Companies are entities in their own right and allow greater protection for the individual or individuals involved when their business incurs debts.182 They are governed by the Companies Act 1993, which provides the process for incorporation and the requirement for registration on the Companies Register.183 The company name must end with the word “Limited”,184 to warn potential creditors that the assets from which they may recover debts are limited to those of the company. The company name must be clearly stated in written communications and signed documents.185 Unlike companies, trusts are not separate legal entities and there is no public register of trusts.186 Trustees are also fully personally liable for their actions as trustees, though this can be limited through contract or the trust instrument. As observed in a recent article, “[h]aving regard to the nature of the relationship between trustee and beneficiary, it is plain that a responsible person is needed to manage assets on behalf of another.”187

Trust structures have become increasingly popular for commercial purposes.188 This chapter discusses a particular form of such a trust. Trading trusts are trusts under which the property is used to carry on business. They often have a structure that involves a company acting as a trustee, holding property on trust for certain beneficiaries, where the company has very few or no assets owned outright. The trust does not have a separate legal personality, so creditors contract with the company, and accordingly it is the company that is liable for trust debts including debts incurred in trade.

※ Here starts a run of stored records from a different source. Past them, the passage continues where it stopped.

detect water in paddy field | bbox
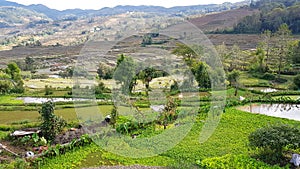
[16,97,108,103]
[238,104,300,121]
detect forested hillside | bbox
[229,0,300,33]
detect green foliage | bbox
[0,62,24,93]
[197,154,289,169]
[45,85,54,96]
[114,54,136,94]
[293,74,300,89]
[249,124,300,157]
[95,82,109,95]
[142,35,152,47]
[109,105,118,127]
[192,62,211,88]
[39,101,66,141]
[97,63,114,79]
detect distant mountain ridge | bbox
[0,0,250,20]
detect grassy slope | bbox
[39,108,300,168]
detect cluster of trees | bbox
[172,43,211,89]
[248,124,300,164]
[0,62,24,94]
[216,24,300,77]
[97,54,168,95]
[232,0,300,33]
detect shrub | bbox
[249,124,300,160]
[294,74,300,89]
[262,73,276,80]
[39,101,66,141]
[197,154,288,169]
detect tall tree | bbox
[114,54,136,94]
[260,30,272,71]
[227,70,240,96]
[275,24,292,77]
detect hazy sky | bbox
[8,0,242,10]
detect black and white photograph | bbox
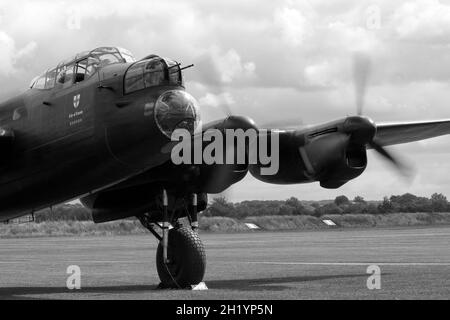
[0,0,450,306]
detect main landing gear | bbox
[139,190,206,289]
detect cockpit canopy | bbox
[124,55,183,94]
[30,47,136,89]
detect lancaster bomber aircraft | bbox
[0,47,450,288]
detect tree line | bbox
[27,193,450,222]
[204,193,450,219]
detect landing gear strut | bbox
[139,190,206,289]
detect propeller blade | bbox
[353,52,371,116]
[369,141,413,178]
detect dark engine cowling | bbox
[250,128,367,189]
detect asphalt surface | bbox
[0,227,450,300]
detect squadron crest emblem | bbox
[73,94,81,109]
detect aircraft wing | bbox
[374,119,450,146]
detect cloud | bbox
[393,0,450,42]
[274,7,312,47]
[0,0,450,199]
[0,31,37,77]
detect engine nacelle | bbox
[250,131,367,189]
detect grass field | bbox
[0,227,450,298]
[0,213,450,238]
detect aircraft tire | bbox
[156,227,206,289]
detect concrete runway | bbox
[0,227,450,300]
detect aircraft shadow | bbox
[0,274,367,300]
[206,274,367,291]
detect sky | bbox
[0,0,450,201]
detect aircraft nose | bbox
[154,90,200,138]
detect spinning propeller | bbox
[349,52,411,177]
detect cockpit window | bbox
[124,56,183,93]
[45,68,56,89]
[144,59,164,88]
[33,74,45,89]
[30,47,136,90]
[165,59,182,85]
[56,64,75,88]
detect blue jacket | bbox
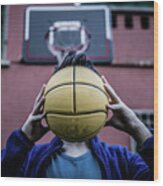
[1,129,153,180]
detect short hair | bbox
[55,52,101,76]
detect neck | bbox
[63,140,89,157]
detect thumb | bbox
[107,104,120,111]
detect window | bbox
[1,5,10,66]
[140,16,149,29]
[112,14,117,28]
[125,14,133,29]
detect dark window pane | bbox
[112,14,117,28]
[125,14,133,29]
[140,16,149,29]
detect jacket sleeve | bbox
[1,129,34,177]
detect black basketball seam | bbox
[45,82,107,96]
[73,65,76,113]
[46,110,107,116]
[48,121,103,141]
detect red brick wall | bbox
[1,5,153,147]
[113,13,154,64]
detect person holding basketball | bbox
[1,54,154,180]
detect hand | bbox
[21,85,49,142]
[102,76,152,145]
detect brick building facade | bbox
[1,5,154,148]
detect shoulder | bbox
[92,137,138,160]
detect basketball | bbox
[44,66,108,142]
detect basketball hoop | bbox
[45,21,91,64]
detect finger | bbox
[32,97,45,114]
[104,116,114,127]
[107,104,121,111]
[101,76,121,103]
[35,84,46,104]
[42,127,50,135]
[32,113,45,121]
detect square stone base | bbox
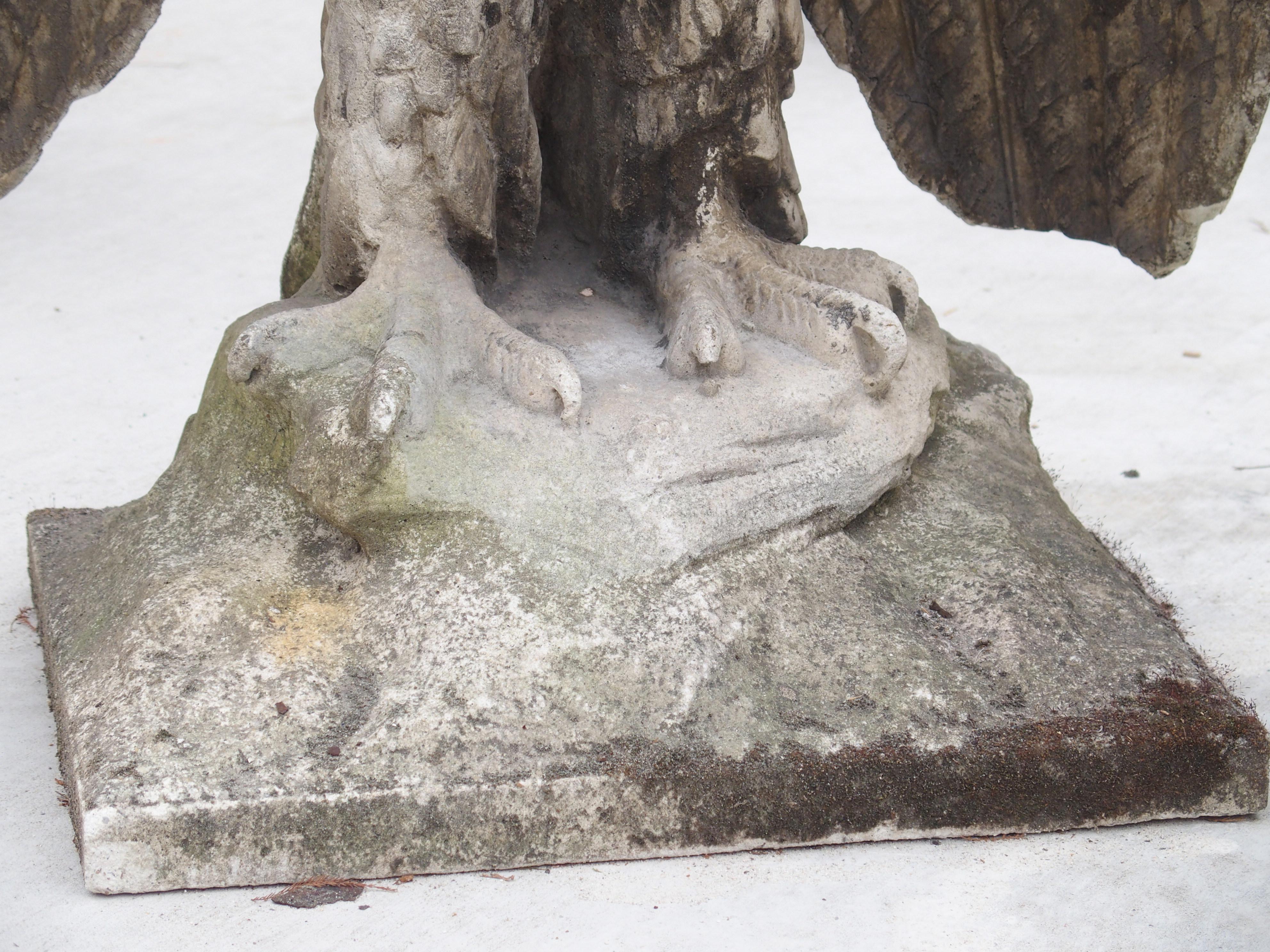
[29,332,1270,892]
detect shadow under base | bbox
[29,340,1270,892]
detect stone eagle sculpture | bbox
[20,0,1270,892]
[0,0,1270,442]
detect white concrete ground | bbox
[0,0,1270,952]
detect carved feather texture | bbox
[0,0,163,197]
[803,0,1270,277]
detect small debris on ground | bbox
[961,833,1026,849]
[252,876,396,909]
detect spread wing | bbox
[803,0,1270,277]
[0,0,163,197]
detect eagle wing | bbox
[0,0,163,197]
[803,0,1270,277]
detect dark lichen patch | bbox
[606,678,1270,848]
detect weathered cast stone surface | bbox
[803,0,1270,277]
[250,219,947,584]
[0,0,163,197]
[29,329,1270,892]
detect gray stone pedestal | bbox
[29,327,1267,892]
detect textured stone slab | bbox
[30,341,1267,892]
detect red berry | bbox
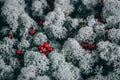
[42,51,48,55]
[43,42,49,48]
[7,34,13,39]
[29,29,35,35]
[38,45,44,50]
[39,21,44,26]
[48,47,53,52]
[88,44,95,49]
[82,42,88,48]
[16,50,22,55]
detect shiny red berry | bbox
[16,50,22,55]
[48,47,53,52]
[7,34,13,39]
[29,29,35,35]
[43,42,49,48]
[38,45,44,50]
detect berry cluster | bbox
[38,42,53,55]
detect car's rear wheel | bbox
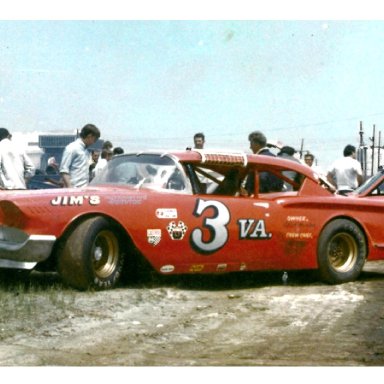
[317,219,367,284]
[58,217,124,290]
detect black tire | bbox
[317,219,367,284]
[57,217,124,290]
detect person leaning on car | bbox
[0,128,35,189]
[60,124,100,188]
[327,144,363,192]
[241,131,283,196]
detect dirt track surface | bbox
[0,262,384,366]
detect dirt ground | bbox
[0,262,384,367]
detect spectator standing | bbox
[89,149,100,181]
[112,147,124,156]
[45,156,59,175]
[304,152,326,176]
[327,144,363,192]
[193,132,205,149]
[241,131,283,196]
[0,128,35,189]
[277,145,301,191]
[45,156,63,187]
[60,124,100,188]
[94,149,113,176]
[101,140,113,151]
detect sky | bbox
[0,1,384,168]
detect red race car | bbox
[0,150,384,290]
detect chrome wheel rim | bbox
[92,230,119,279]
[328,233,358,272]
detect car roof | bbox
[120,149,316,179]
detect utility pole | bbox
[370,124,376,176]
[300,139,304,159]
[377,131,381,169]
[358,121,367,180]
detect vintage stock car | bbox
[0,150,384,290]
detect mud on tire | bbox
[317,219,367,284]
[57,217,124,290]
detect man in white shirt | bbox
[327,144,363,192]
[0,128,35,189]
[60,124,100,188]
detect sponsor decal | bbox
[287,216,308,223]
[51,195,100,206]
[237,219,272,240]
[167,221,188,240]
[189,264,204,272]
[253,203,269,209]
[160,264,175,273]
[108,195,147,205]
[285,232,313,240]
[285,216,315,228]
[156,208,177,219]
[216,263,228,272]
[147,229,161,246]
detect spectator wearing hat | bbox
[45,156,59,175]
[0,128,35,189]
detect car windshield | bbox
[90,154,188,192]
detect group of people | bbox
[193,131,363,195]
[0,124,363,195]
[0,124,124,189]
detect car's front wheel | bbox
[317,219,367,284]
[58,217,124,290]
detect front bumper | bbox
[0,226,56,269]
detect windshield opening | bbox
[91,154,187,192]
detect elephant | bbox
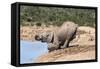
[35,21,78,51]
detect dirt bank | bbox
[21,26,95,63]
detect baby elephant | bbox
[35,21,78,51]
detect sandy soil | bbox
[21,26,95,63]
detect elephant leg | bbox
[61,40,69,49]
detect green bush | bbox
[20,6,95,27]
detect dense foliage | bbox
[20,6,95,26]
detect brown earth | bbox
[21,26,95,63]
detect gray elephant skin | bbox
[35,21,78,51]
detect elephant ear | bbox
[47,32,54,43]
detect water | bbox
[20,40,48,64]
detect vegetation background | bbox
[20,6,95,27]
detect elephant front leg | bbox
[61,40,69,49]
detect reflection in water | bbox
[20,40,48,64]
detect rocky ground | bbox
[21,26,95,63]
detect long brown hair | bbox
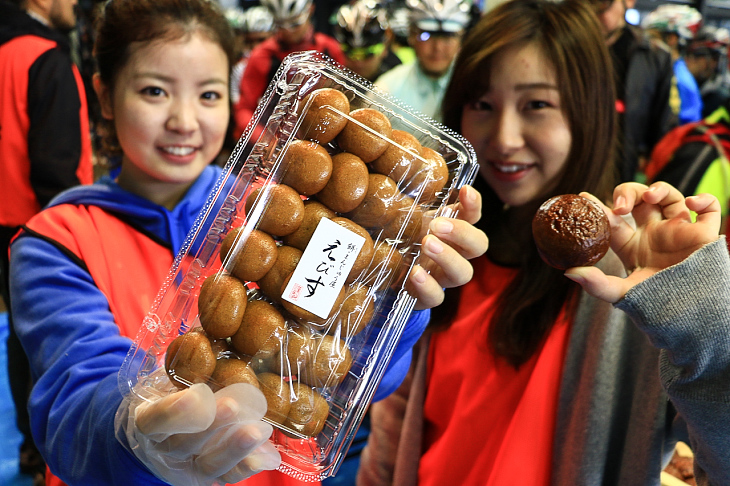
[434,0,617,366]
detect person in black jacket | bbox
[334,0,401,81]
[588,0,679,182]
[0,0,93,480]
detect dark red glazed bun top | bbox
[532,194,611,270]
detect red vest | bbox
[26,204,319,486]
[0,35,94,227]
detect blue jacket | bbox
[10,166,429,485]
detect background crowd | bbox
[0,0,730,486]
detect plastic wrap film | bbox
[119,52,478,481]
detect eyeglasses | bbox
[340,43,385,61]
[590,0,614,15]
[274,11,309,30]
[416,30,461,42]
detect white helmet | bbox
[225,7,245,30]
[406,0,471,32]
[261,0,312,20]
[641,4,702,41]
[243,5,274,33]
[334,0,388,47]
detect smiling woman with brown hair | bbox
[358,0,730,486]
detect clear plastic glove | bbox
[115,371,281,486]
[565,182,722,303]
[406,186,489,310]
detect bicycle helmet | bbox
[244,5,274,33]
[261,0,312,21]
[334,0,388,47]
[689,25,730,58]
[641,4,702,41]
[406,0,471,32]
[388,7,410,39]
[225,7,245,31]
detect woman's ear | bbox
[92,73,114,120]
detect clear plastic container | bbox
[120,52,477,481]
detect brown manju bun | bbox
[332,217,374,283]
[221,227,277,282]
[281,275,347,324]
[317,152,368,213]
[337,108,393,162]
[258,372,292,424]
[165,328,216,388]
[403,147,449,203]
[299,333,352,388]
[370,130,421,184]
[327,284,375,339]
[246,184,304,236]
[532,194,611,270]
[283,199,336,251]
[383,195,423,243]
[284,382,329,437]
[231,300,286,359]
[198,273,248,339]
[300,88,350,145]
[257,245,302,302]
[210,358,259,388]
[281,140,332,196]
[347,174,400,228]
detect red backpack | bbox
[644,119,730,185]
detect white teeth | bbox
[494,164,527,174]
[162,147,195,157]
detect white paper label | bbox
[281,218,365,319]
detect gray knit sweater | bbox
[358,238,730,486]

Such a structure can cause problems for creditors, particularly if the company that is a trustee becomes insolvent. Unsecured creditors must rely on the trustee’s right of indemnity from trust assets to satisfy their claims, and there are many circumstances in which the indemnity may be impaired or unavailable altogether, potentially leaving creditors with no recourse. There are several areas of uncertainty in regard to insolvent corporate trustees. Another issue arising is whether beneficiaries of a trading trust require further protection in the event of breach of trust by the corporate trustee.

Other forms of trust are used in business as well. This chapter will not cover investment trusts, unit trusts, or statutory trustee companies.189

Paul Heath “Bringing Trading Trusts into the Company Line” [2010] NZ L Rev 519 at 519–522.

Ibid, at 520.  See also the long title to the Companies Act, which states at (a) that it is an Act: “To reaffirm the value of the company as a means of achieving economic and social benefits through the aggregation of capital for productive purposes, the spreading of economic risk, and the taking of business risks.”

Heath, above n 179, at 521.

Salomon v Salomon [1897] AC 22 (HL) and Heath, above n 179, at 520.

Companies Act 1993, ss 11–14.

Or “Tapui (Limited)”: see Companies Act 1993, s 21.

Companies Act 1993, s 25.

On the registration of trusts, see further ch 8.

Heath, above n 179, at 523.

Law Commission Review of Trust Law in New Zealand: Introductory Issues Paper (NZLC IP19, 2010) at [2.43]–[2.45] and [2.67]–[2.72].

Trustee company legislation will be addressed in the third stage of the Law Commission’s Review of the Law of Trusts project.